The Boss, and the Boss’ Boss: the Strike at British Airways

The wildcat sympathy strike at British Airways is wonderfully inspiring and a real victory for working people around the world. Of course, the mass media is emphasizing the nightmare stories of tourists stuck in traveler’s limbo, and complaining that this isn’t even British Airways’ fault. Like hell, it’s not.

Like many modern corporations, British Airways has subcontracted a major department – its in-flight food service – to another company. You come across this all the time, even if you’re not aware of it. If you stay at a hotel, but eat breakfast at its restaurant, that restaurant is probably owned and operated by a separate company. If you purchase a computer and call technical support, you’re probably speaking to an employee of another company – based on another continent. The motivation of the boss is to cut costs and remove extraneous concerns.

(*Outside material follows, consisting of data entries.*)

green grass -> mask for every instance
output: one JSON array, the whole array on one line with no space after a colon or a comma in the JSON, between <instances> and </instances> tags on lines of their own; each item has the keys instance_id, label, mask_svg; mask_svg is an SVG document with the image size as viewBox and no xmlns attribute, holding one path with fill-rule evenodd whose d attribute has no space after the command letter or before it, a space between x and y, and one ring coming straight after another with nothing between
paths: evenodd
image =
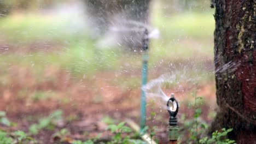
<instances>
[{"instance_id":1,"label":"green grass","mask_svg":"<svg viewBox=\"0 0 256 144\"><path fill-rule=\"evenodd\" d=\"M214 20L211 13L182 13L165 17L159 11L153 11L152 15L153 25L160 29L161 37L151 41L149 68L159 64L161 59L212 59ZM0 38L10 45L20 44L26 49L39 41L57 43L56 46L59 47L56 47L57 51L53 52L1 55L2 72L7 73L10 65L15 65L30 68L40 75L46 68L54 65L80 77L84 75L90 77L102 70L115 71L125 63L130 63L127 68L140 69L139 55L124 55L115 49L97 49L96 41L90 38L86 31L74 31L70 27L71 22L69 19L31 14L0 19L0 33L3 34Z\"/></svg>"}]
</instances>

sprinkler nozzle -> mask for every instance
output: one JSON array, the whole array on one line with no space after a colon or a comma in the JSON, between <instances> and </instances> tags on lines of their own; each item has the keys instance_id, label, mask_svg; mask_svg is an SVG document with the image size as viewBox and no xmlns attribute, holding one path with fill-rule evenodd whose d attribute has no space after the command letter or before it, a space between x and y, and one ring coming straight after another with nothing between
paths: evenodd
<instances>
[{"instance_id":1,"label":"sprinkler nozzle","mask_svg":"<svg viewBox=\"0 0 256 144\"><path fill-rule=\"evenodd\" d=\"M169 140L175 141L178 140L179 128L177 126L178 122L176 115L179 110L179 104L174 98L174 93L171 94L171 98L167 103L168 112L170 115L169 118Z\"/></svg>"},{"instance_id":2,"label":"sprinkler nozzle","mask_svg":"<svg viewBox=\"0 0 256 144\"><path fill-rule=\"evenodd\" d=\"M144 31L143 39L142 40L142 50L146 51L148 49L149 44L148 31L147 28Z\"/></svg>"}]
</instances>

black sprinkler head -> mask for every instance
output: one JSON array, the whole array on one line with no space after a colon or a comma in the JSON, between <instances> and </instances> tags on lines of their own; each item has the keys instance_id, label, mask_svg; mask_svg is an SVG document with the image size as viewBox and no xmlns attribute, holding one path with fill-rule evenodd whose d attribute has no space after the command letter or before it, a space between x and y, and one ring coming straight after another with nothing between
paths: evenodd
<instances>
[{"instance_id":1,"label":"black sprinkler head","mask_svg":"<svg viewBox=\"0 0 256 144\"><path fill-rule=\"evenodd\" d=\"M148 44L149 44L149 39L148 39L148 31L147 28L145 29L144 31L143 39L142 40L142 50L144 51L147 51L148 49Z\"/></svg>"},{"instance_id":2,"label":"black sprinkler head","mask_svg":"<svg viewBox=\"0 0 256 144\"><path fill-rule=\"evenodd\" d=\"M174 97L173 93L171 94L171 98L167 103L167 107L170 115L169 125L177 125L177 122L176 117L179 111L179 104Z\"/></svg>"}]
</instances>

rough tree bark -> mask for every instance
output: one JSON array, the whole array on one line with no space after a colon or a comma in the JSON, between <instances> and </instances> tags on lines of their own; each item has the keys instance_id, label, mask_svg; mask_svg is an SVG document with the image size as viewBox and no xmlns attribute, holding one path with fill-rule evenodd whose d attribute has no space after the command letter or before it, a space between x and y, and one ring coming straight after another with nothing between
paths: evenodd
<instances>
[{"instance_id":1,"label":"rough tree bark","mask_svg":"<svg viewBox=\"0 0 256 144\"><path fill-rule=\"evenodd\" d=\"M216 0L214 63L219 110L209 134L256 143L256 1Z\"/></svg>"}]
</instances>

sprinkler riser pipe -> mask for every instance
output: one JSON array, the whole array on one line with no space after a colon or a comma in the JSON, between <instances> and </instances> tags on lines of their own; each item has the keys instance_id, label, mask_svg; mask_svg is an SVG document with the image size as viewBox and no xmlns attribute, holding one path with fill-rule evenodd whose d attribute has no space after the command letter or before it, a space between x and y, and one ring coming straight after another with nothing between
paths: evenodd
<instances>
[{"instance_id":1,"label":"sprinkler riser pipe","mask_svg":"<svg viewBox=\"0 0 256 144\"><path fill-rule=\"evenodd\" d=\"M142 86L144 86L147 84L148 76L148 51L146 50L143 53L142 56ZM144 129L146 125L146 93L143 89L141 90L141 132Z\"/></svg>"},{"instance_id":2,"label":"sprinkler riser pipe","mask_svg":"<svg viewBox=\"0 0 256 144\"><path fill-rule=\"evenodd\" d=\"M176 106L175 107L175 105ZM172 93L171 98L167 103L167 111L170 115L168 137L170 143L177 143L179 137L179 128L176 116L179 111L179 104L174 98L174 94ZM176 107L176 108L174 108ZM172 108L172 109L171 109Z\"/></svg>"}]
</instances>

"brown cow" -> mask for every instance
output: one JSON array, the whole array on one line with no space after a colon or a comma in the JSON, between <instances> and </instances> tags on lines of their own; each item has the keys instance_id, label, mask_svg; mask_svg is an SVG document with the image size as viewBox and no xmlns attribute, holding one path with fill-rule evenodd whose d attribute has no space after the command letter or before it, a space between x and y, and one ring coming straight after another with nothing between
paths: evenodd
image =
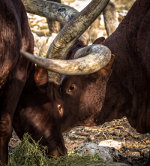
<instances>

An airline already has to pay and manage pilots, flight attendants, grounds crews, reservations agents, customer service call centers and so on and so forth. Add to that all the considerations and payroll of running an in-flight food service: the staff, the decisions, the menus. So, British Airways simply hired another company to do work that the airline itself once did, and it probably hired that company at a lower cost than the operations once cost the airline directly. How does the subcontractor provide the same services at a lower cost? Through “scientific management,” also known as “sweating the workers.” Faster, harder, cheaper. Work, work, work. Cut corners. Limit the menus. Slash the wages.

In the drive to cut costs and raise profits, this company – American-based Gate Gourmet – abruptly fired 670 of its workers last Thursday. Those workers might have received paychecks from a different payroll processor, but they worked alongside the grounds workers, flight attendants and pilots of British Airways, and, seeing their coworkers summarily dismissed from their jobs like that, the workers at British Airways protested by walking off the job and throwing the airline into complete and utter turmoil.


So don’t go shedding any tears for poor, innocent British Airways. They established the low budgets in food service that forced Gate Gourmet to cut those jobs. They are every bit as much the boss as the company that actually fired those 670 workers. The workers at British Airways and Gate Gourmet are holding both corporations responsible for the management decisions that take place at the work site. In so doing, these workers have drawn a line in the sand across the globe. They are saying your corporate shenanigans will not shield you from your responsibility to negotiate with your workers. Solidarity extends across payroll departments.